Human glioblastoma (GBM) is the most aggressive malignancy of the CNS, with less than 5% survival. Despite great efforts to find effective therapeutics, current options remain very limited. To develop a targeted cancer therapeutic, we selected RNA aptamers against platelet-derived growth factor receptor α (PDGFRα), which is a receptor tyrosine kinase. One RNA aptamer (PDR3) with high affinity (0.25 nM) showed PDGFRα specificity and was internalized in U251-MG cells. Following treatment with the PDR3 aptamer, expression of the transcription factor STAT3 (signal transducer and activator of transcription 3) was inhibited, whereas the expression of the histone demethylase JMJD3 and the tumor suppressor p53 were upregulated. PDR3 also upregulated serine phosphorylation of p53, which subsequently mediated apoptosis through the death receptors: tumor necrosis factor (TNF)-related apoptosis-inducing ligand receptors 1/2 (TRAIL-R1/R2), Fas-associated via death domain (FADD), and Fas. PDR3 significantly decreased cell viability in a dose-dependent manner. Furthermore, translocation of PDR3 into the nucleus induced hypomethylation at the promoters of cyclin D2. To assess the feasibility of targeted delivery, we conjugated PDR3 aptamer with STAT3-siRNA for a chimera. The PDR3-siSTAT3 chimera successfully inhibited the expression of target genes and showed significant inhibition of cell viability. In summary, our results show that well-tailored RNA aptamers targeting the PDGFRα-STAT3 axis have the potential to act as anti-cancer therapeutics in GBM.
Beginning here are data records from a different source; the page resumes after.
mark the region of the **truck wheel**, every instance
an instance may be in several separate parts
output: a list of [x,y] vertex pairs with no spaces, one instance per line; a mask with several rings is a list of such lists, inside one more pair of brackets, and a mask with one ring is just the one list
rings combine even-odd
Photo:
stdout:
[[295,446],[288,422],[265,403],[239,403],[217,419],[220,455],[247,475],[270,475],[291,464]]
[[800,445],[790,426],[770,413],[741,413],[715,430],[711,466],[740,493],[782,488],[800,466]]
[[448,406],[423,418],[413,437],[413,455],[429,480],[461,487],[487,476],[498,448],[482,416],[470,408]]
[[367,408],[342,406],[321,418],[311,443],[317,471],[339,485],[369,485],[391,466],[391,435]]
人胶质母细胞瘤（GBM）是中枢神经系统中最具侵袭性的恶性肿瘤，生存率不到5％。尽管为寻找有效的疗法付出了巨大的努力，但是当前的选择仍然非常有限。为了开发有针对性的癌症治疗药物，我们选择了针对血小板衍生的生长因子受体α（PDGFRα）的RNA适体，PDGFRα是一种受体酪氨酸激酶。一种具有高亲和力（0.25 nM）的RNA适体（PDR3）显示出PDGFRα特异性，并被内化在U251-MG细胞中。用PDR3适体处理后，转录因子STAT3（信号转导子和转录激活子3）的表达受到抑制，而组蛋白脱甲基酶JMJD3和肿瘤抑制因子p53的表达上调。PDR3还上调了p53的丝氨酸磷酸化，随后通过死亡受体介导了细胞凋亡：肿瘤坏死因子（TNF）相关的凋亡诱导配体受体1/2（TRAIL-R1 / R2），通过死亡域（FADD）关联的Fas和Fas。PDR3以剂量依赖性方式显着降低细胞活力。此外，在细胞周期蛋白D2的启动子上，PDR3易位进入核诱导了甲基化不足。为了评估靶向递送的可行性，我们将PDR3适体与STAT3-siRNA结合用于嵌合体。PDR3-siSTAT3嵌合体成功抑制靶基因的表达，并显示出明显的细胞活力抑制作用。总之，我们的结果表明，针对PDGFRα-STAT3轴的量身定制的RNA适体具有在GBM中作为抗癌治疗剂的潜力。PDR3以剂量依赖性方式显着降低细胞活力。此外，在细胞周期蛋白D2的启动子上，PDR3易位进入核诱导了甲基化不足。为了评估靶向递送的可行性，我们将PDR3适体与STAT3-siRNA结合用于嵌合体。PDR3-siSTAT3嵌合体成功抑制靶基因的表达，并显示出明显的细胞活力抑制作用。总之，我们的结果表明，靶向PDGFRα-STAT3轴的量身定制的RNA适体具有在GBM中作为抗癌治疗剂的潜力。PDR3以剂量依赖性方式显着降低细胞活力。此外，在细胞周期蛋白D2的启动子上，PDR3易位进入核诱导了甲基化不足。为了评估靶向递送的可行性，我们将PDR3适体与STAT3-siRNA结合用于嵌合体。PDR3-siSTAT3嵌合体成功抑制靶基因的表达，并显示出明显的细胞活力抑制作用。总之，我们的结果表明，针对PDGFRα-STAT3轴的量身定制的RNA适体具有在GBM中作为抗癌治疗剂的潜力。PDR3-siSTAT3嵌合体成功抑制靶基因的表达，并显示出明显的细胞活力抑制作用。总之，我们的结果表明，针对PDGFRα-STAT3轴的量身定制的RNA适体具有在GBM中作为抗癌治疗剂的潜力。PDR3-siSTAT3嵌合体成功抑制靶基因的表达，并显示出明显的细胞活力抑制作用。总之，我们的结果表明，针对PDGFRα-STAT3轴的量身定制的RNA适体具有在GBM中作为抗癌治疗剂的潜力。